Mit der Stellungnahme solle Spekulationen entgegengetreten werden, es gebe zwischen Prag und Bratislava in dieser Frage unterschiedliche Rechtsauffassungen, hatte Justizminister Jan Carnogursky schon vor Tagen erklärt. In der Erklärung wird darauf hingewiesen, dass die Vertreibung von Sudeten- und Karpatendeutschen nach dem Zweiten Weltkrieg aus der damaligen Tschechoslowakei entgegen weit verbreiteter Meinung nicht in den Benes-Dekreten enthalten sei.
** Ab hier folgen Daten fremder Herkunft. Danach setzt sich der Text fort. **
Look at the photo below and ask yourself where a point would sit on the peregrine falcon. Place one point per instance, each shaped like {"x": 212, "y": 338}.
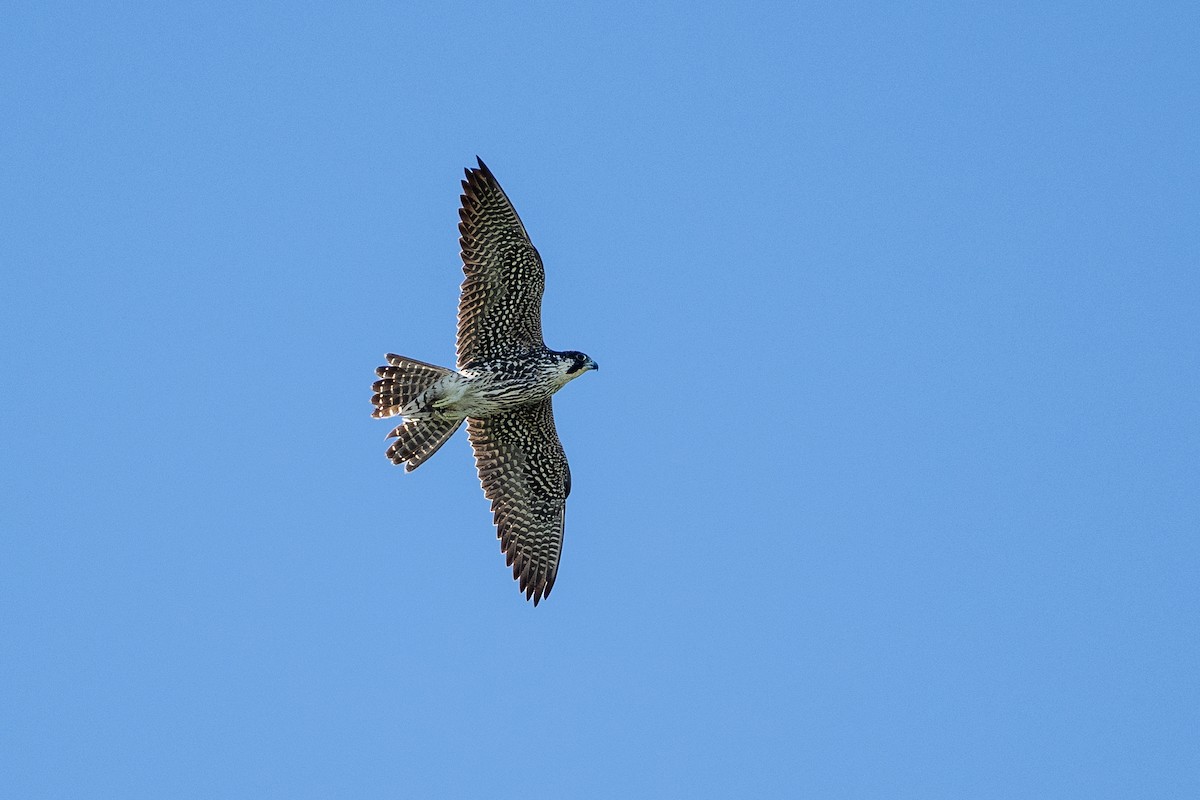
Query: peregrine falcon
{"x": 502, "y": 388}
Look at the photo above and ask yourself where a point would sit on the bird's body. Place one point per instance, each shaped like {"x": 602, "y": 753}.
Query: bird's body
{"x": 490, "y": 388}
{"x": 502, "y": 388}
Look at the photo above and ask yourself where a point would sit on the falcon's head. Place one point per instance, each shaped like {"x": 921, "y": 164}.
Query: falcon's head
{"x": 573, "y": 364}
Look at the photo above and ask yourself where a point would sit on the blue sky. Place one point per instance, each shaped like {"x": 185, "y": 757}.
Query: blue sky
{"x": 887, "y": 487}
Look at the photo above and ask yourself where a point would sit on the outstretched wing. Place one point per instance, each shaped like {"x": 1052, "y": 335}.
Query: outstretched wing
{"x": 499, "y": 310}
{"x": 525, "y": 474}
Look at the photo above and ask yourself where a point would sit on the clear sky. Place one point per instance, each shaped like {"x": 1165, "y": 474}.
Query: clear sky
{"x": 887, "y": 486}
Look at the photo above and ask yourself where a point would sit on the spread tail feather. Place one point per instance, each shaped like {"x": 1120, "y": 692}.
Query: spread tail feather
{"x": 401, "y": 382}
{"x": 400, "y": 386}
{"x": 417, "y": 440}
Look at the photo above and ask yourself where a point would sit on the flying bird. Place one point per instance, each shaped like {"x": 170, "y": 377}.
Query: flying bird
{"x": 502, "y": 388}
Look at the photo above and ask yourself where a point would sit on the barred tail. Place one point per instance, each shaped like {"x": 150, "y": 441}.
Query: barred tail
{"x": 400, "y": 384}
{"x": 415, "y": 441}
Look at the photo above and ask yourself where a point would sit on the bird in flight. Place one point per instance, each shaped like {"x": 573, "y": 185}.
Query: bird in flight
{"x": 502, "y": 388}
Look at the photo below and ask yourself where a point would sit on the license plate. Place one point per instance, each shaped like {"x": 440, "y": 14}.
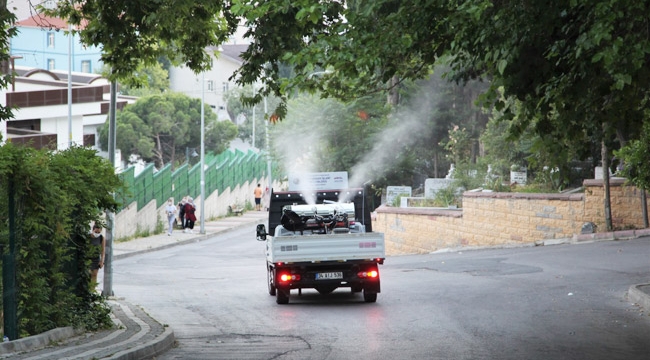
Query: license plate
{"x": 328, "y": 276}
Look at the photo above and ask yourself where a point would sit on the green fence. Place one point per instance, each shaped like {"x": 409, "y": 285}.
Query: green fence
{"x": 226, "y": 170}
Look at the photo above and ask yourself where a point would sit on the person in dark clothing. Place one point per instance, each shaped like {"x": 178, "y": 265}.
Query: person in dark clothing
{"x": 190, "y": 217}
{"x": 181, "y": 212}
{"x": 97, "y": 252}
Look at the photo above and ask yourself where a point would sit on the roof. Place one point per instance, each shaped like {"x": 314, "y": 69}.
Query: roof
{"x": 42, "y": 21}
{"x": 233, "y": 52}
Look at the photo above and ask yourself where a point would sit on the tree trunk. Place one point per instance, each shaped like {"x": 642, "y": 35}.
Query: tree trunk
{"x": 644, "y": 209}
{"x": 608, "y": 206}
{"x": 393, "y": 93}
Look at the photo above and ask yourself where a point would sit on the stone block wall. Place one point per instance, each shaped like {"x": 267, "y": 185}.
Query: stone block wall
{"x": 489, "y": 219}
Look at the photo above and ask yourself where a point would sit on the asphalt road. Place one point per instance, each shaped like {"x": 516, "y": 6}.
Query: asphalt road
{"x": 554, "y": 302}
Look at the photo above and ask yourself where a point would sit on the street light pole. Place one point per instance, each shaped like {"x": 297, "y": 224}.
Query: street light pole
{"x": 70, "y": 86}
{"x": 268, "y": 147}
{"x": 202, "y": 153}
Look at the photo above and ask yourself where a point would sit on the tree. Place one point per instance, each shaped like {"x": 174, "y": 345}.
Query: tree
{"x": 239, "y": 111}
{"x": 158, "y": 127}
{"x": 134, "y": 33}
{"x": 6, "y": 33}
{"x": 57, "y": 197}
{"x": 154, "y": 80}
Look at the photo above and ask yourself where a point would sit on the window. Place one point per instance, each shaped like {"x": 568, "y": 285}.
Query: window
{"x": 85, "y": 66}
{"x": 50, "y": 39}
Die "Aussiedlung" der Deutschen aus Polen, der Tschechoslowakei und Ungarn sei vielmehr durch internationale Vereinbarungen auf der Potsdamer Konferenz der Siegermächte des Zweiten Weltkrieges legitimiert worden.
Die mehr als 140 Dekrete, die der damalige tschechoslowakische Präsident Edvard Benes in den Jahren 1940 bis 1945 zum Teil im Exil erlassen hatte, sollten dazu dienen, den Wiederaufbau und das öffentliche Leben in der Tschechoslowakei zu regeln. Zu ihnen gehören aber auch Anordnungen, die nicht mit heutigem Rechtsverständnis vereinbar sind. So wurden allen Deutschen und Ungarn, die nicht nachweislich Antifaschisten waren, ihr Grundbesitz enteignet und die tschechoslowakische Staatsbürgerschaft entzogen.
Rau in Prag
Am Mittwoch hatten Bundespräsident Johannes Rau und sein tschechischer Kollege Vaclav Havel im Streit um die Vertreibung der Sudetendeutschen vor "Denkgewohnheiten" und "Schlussstrichen" gewarnt.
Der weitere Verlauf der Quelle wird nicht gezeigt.